A goat \(G\) lies in a square field \(OABC\) of side \(a\). It wanders randomly round its field, so that at any time the probability of its being in any given region is proportional to the area of this region. Write down the probability that its distance, \(R\), from \(O\) is less than \(r\) if \(0 < r\leqslant a,\) and show that if \(r\geqslant a\) the probability is \[ \left(\frac{r^{2}}{a^{2}}-1\right)^{\frac{1}{2}}+\frac{\pi r^{2}}{4a^{2}}-\frac{r^{2}}{a^{2}}\cos^{-1}\left(\frac{a}{r}\right). \] Find the median of \(R\) and probability density function of \(R\). The goat is then tethered to the corner \(O\) by a chain of length \(a\). Find the conditional probability that its distance from the fence \(OC\) is more than \(a/2\).
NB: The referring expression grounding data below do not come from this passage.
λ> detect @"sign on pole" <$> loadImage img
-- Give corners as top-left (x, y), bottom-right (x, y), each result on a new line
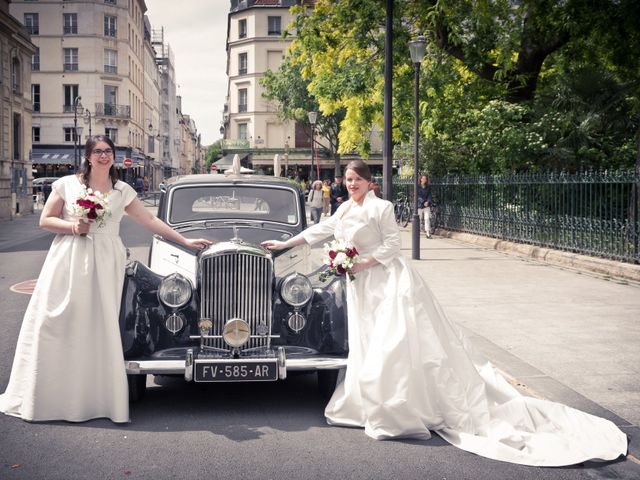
top-left (123, 158), bottom-right (133, 168)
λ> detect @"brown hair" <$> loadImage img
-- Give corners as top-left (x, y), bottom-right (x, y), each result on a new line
top-left (80, 135), bottom-right (119, 187)
top-left (344, 159), bottom-right (372, 181)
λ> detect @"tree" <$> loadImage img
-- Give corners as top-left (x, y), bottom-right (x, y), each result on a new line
top-left (204, 141), bottom-right (222, 170)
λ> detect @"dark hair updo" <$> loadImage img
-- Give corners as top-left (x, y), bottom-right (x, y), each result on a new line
top-left (80, 135), bottom-right (119, 187)
top-left (344, 159), bottom-right (372, 181)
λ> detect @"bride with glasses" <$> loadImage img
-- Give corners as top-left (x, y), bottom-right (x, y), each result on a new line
top-left (0, 135), bottom-right (212, 423)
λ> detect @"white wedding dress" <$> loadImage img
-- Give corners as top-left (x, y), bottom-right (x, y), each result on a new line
top-left (301, 190), bottom-right (627, 466)
top-left (0, 175), bottom-right (137, 423)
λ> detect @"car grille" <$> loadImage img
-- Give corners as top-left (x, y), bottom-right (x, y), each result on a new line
top-left (200, 249), bottom-right (273, 352)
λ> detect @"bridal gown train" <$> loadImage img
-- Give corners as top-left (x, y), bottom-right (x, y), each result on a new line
top-left (301, 190), bottom-right (627, 467)
top-left (0, 175), bottom-right (137, 423)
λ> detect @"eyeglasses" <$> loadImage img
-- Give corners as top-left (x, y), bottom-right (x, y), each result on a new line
top-left (91, 148), bottom-right (113, 156)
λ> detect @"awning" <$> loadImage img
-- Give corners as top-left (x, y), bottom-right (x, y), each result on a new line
top-left (214, 153), bottom-right (249, 168)
top-left (31, 147), bottom-right (76, 165)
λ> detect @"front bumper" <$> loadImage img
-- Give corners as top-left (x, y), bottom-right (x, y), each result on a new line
top-left (124, 347), bottom-right (347, 381)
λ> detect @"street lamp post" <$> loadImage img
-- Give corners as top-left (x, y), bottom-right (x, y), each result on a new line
top-left (409, 36), bottom-right (427, 260)
top-left (73, 96), bottom-right (84, 172)
top-left (307, 111), bottom-right (317, 182)
top-left (84, 109), bottom-right (92, 138)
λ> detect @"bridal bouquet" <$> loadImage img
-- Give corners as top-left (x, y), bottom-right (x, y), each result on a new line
top-left (319, 239), bottom-right (360, 282)
top-left (75, 186), bottom-right (111, 235)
The probability that there are exactly \(n\) misprints in an issue of a newspaper is \(\mathrm{e}^{-\lambda}\lambda^{n}/n!\) where \(\lambda\) is a positive constant. The probability that I spot a particular misprint is \(p\), independent of what happens for other misprints, and \(0 < p < 1.\)

1. If there are exactly \(m+n\) misprints, what is the probability that I spot exactly \(m\) of them?
2. Show that, if I spot exactly \(m\) misprints, the probability that I have failed to spot exactly \(n\) misprints is \[ \frac{(1-p)^{n}\lambda^{n}}{n!}\mathrm{e}^{-(1-p)\lambda}. \]